John L. Parker: Comeback Author

John L. Parker Jr. took 30 years to write the sequel to his classic novel Once a Runner. Then he almost died, spending 16 days in a near-coma. He along with his fictional hero, Quenton Cassidy, discovered, monumental quests can be tougher the second time. By Benjamin Cheever Image by Peter Yang Published 10/23/2007

After three decades John L. Parker Jr. finished the endlessly awaited sequel to his beloved first novel, Once a Runner. It almost killed him. An artist’s crowning achievement is often fatal. Ulysses Grant died shortly after writing the last line of his memoir. Dreading “the curse of the ninth,” Mahler was afraid to complete his Ninth Symphony. He finished it. He died. And among runners, of course, there’s Pheidippides.
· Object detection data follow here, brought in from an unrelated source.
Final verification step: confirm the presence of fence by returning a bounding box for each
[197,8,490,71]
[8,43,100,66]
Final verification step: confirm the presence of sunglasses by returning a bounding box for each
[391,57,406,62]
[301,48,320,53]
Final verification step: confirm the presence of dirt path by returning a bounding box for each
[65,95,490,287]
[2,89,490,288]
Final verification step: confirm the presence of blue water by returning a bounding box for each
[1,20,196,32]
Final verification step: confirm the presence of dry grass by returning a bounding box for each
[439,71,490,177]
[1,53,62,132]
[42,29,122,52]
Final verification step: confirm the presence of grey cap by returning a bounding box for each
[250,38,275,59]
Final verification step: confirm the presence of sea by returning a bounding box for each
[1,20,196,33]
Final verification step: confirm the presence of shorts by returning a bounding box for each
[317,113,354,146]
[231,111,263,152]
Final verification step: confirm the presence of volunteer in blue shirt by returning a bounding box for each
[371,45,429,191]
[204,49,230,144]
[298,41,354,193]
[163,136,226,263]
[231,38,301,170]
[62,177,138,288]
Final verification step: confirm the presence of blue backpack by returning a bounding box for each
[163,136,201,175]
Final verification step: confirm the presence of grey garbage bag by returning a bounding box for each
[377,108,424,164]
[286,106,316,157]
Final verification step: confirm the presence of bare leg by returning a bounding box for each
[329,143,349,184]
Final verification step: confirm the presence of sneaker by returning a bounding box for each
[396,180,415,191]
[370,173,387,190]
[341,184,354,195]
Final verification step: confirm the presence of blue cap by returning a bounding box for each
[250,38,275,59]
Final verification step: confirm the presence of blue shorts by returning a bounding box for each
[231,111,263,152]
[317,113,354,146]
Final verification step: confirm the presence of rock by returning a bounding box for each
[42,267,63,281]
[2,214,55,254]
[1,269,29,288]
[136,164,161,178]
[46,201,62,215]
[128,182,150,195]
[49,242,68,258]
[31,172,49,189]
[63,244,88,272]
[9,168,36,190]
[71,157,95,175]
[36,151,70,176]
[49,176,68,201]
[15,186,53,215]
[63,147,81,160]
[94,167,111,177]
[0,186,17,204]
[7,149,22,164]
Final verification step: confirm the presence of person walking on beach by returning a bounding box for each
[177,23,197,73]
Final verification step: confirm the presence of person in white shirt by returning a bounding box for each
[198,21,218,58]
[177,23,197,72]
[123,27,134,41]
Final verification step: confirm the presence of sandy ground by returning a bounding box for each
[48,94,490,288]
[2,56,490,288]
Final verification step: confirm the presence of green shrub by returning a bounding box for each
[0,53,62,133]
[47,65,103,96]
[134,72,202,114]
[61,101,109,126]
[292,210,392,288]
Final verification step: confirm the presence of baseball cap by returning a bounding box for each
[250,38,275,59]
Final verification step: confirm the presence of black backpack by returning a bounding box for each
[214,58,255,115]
Parker wrote the closing of Again to Carthage this spring–the lines written longhand while sitting in a canvas chair outside his Florida bungalow, his winter home. He continued to tinker with the manuscript until early September. Then, in the space of one week, he gave a reading of his new novel and ran a 5-K in Charleston, West Virginia, felt fluish, dispatched some final changes to his publisher, began coughing up, in his words, “raspberry jelly,” and ended up in the hospital with myocarditis, an inflammation of the heart. And so the happy news that the book had finally arrived was tempered by the shock of its author’s illness. While Parker was in critical condition at Brigham and Women’s Hospital in Boston, a nation of runners sent up prayers and dispatched e-mail with a fury ordinarily reserved for the bell lap. “Kick butt in your ‘race’ today!” wrote one fan before doctors removed a mechanical aid from Parker’s heart and it began to beat again on its own.